Munchs innere Selbstportraits

Die sich umschlängelnden Farben und die dunklen Punkte, die Munch an Krähenschwärme erinnerten, hat er in seinem Aquarell „Netzhaut Optische Täuschung" festgehalten. Obwohl das Bild auf den ersten Blick abstrakt erscheint, ist es in Wahrheit gegenständlich, weil der Künstler das zeichnete, was er sah. Das Werk ist eine Art inneres Selbstportrait.

Bei seinen visuellen Studien ging Munch sehr präzise und beinahe wissenschaftlich vor: Bevor er zu zeichnen begann, deckte er sein linkes, zu diesem Zeitpunkt besseres Auge, mit einer Hand ab, damit er die Eindrücke seines kranken Auges intensiver wahrnehmen konnte. Er notierte den Abstand zwischen seinem Auge und dem Papier. Außerdem sah er sich den Fleck in unterschiedlichen Lichtverhältnissen an, sowie mit Brillen verschiedener Stärke.

Der subjektive Vogel

In allen Zeichnungen, die im Herbst 1930 entstanden, taucht der Vogel, beziehungsweise der Fleck auf. Auf einigen Bildern integrierte Munch den Vogel in objektive Darstellungen von Zimmern oder Landschaften. So wie sich der Zustand von Munchs Auge veränderte, je mehr die Blutung zurückging, desto stärker veränderten sich auch seine Arbeiten: War der Vogel am Anfang seiner zeichnerischen Studien ein großer, massiver Fleck, zerfiel der Vogelkörper später und löste sich auf. Allein der Vogelkopf blieb bestehen. Immer wieder erscheint der Vogel als große Bedrohung: Einmal stellte der Künstler ihn als grinsenden Totenkopf über seinem Bett dar, auf einer anderen Zeichnung als einen wütenden Schwarm, der ihn angreift. Angst und Tod sind wichtige Themen im gesamten Werk Munchs. Auf vielen Bildern, die er während seines Augenleidens schuf, ist diese Angst wieder zu spüren.
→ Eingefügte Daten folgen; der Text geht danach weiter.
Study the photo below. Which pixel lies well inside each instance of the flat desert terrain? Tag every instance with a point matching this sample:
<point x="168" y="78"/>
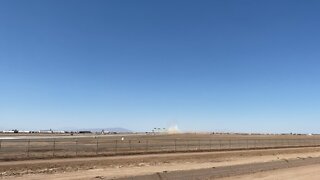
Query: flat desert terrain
<point x="288" y="161"/>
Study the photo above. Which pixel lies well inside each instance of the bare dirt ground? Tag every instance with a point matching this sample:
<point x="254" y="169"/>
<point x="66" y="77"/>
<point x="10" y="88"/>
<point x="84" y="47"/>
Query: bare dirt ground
<point x="310" y="172"/>
<point x="137" y="165"/>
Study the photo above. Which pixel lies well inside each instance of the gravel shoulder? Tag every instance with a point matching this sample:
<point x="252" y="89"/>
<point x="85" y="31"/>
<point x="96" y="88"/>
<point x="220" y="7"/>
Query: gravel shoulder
<point x="138" y="165"/>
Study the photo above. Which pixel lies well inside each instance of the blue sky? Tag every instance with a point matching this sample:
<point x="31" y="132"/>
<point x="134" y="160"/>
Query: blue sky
<point x="246" y="66"/>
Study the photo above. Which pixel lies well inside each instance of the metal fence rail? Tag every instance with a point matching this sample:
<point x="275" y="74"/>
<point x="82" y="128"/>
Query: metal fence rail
<point x="14" y="149"/>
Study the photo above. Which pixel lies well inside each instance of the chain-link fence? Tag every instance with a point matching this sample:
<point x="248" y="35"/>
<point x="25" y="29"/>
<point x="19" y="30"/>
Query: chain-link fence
<point x="14" y="149"/>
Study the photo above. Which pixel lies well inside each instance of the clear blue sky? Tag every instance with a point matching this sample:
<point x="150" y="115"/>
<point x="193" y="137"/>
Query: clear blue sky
<point x="229" y="65"/>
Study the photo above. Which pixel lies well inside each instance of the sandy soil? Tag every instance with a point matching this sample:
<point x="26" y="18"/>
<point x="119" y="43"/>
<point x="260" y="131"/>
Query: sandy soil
<point x="125" y="166"/>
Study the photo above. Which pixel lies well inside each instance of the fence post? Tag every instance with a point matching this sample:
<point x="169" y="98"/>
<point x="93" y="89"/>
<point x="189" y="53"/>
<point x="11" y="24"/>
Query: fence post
<point x="54" y="147"/>
<point x="188" y="142"/>
<point x="28" y="148"/>
<point x="247" y="143"/>
<point x="97" y="146"/>
<point x="147" y="144"/>
<point x="116" y="146"/>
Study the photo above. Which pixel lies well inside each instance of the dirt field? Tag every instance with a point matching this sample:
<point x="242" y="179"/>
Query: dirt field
<point x="206" y="164"/>
<point x="54" y="146"/>
<point x="138" y="165"/>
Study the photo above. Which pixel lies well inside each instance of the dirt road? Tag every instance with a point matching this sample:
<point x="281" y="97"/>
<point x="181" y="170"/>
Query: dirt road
<point x="139" y="165"/>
Insgesamt war die Phase der entoptischen Studien kurz und intensiv. Ähnliche Arbeiten findet man in Munchs späterem Werk nicht mehr. Aber die wenigen Zeichnungen zeigen, wie sehr sich Munch für die Wissenschaft interessierte. Außerdem kann diese Phase der Selbstbeobachtungen als Beleg für seine Modernität dienen: Er richtete den Blick nach innen und stellte das Sehen selbst dar.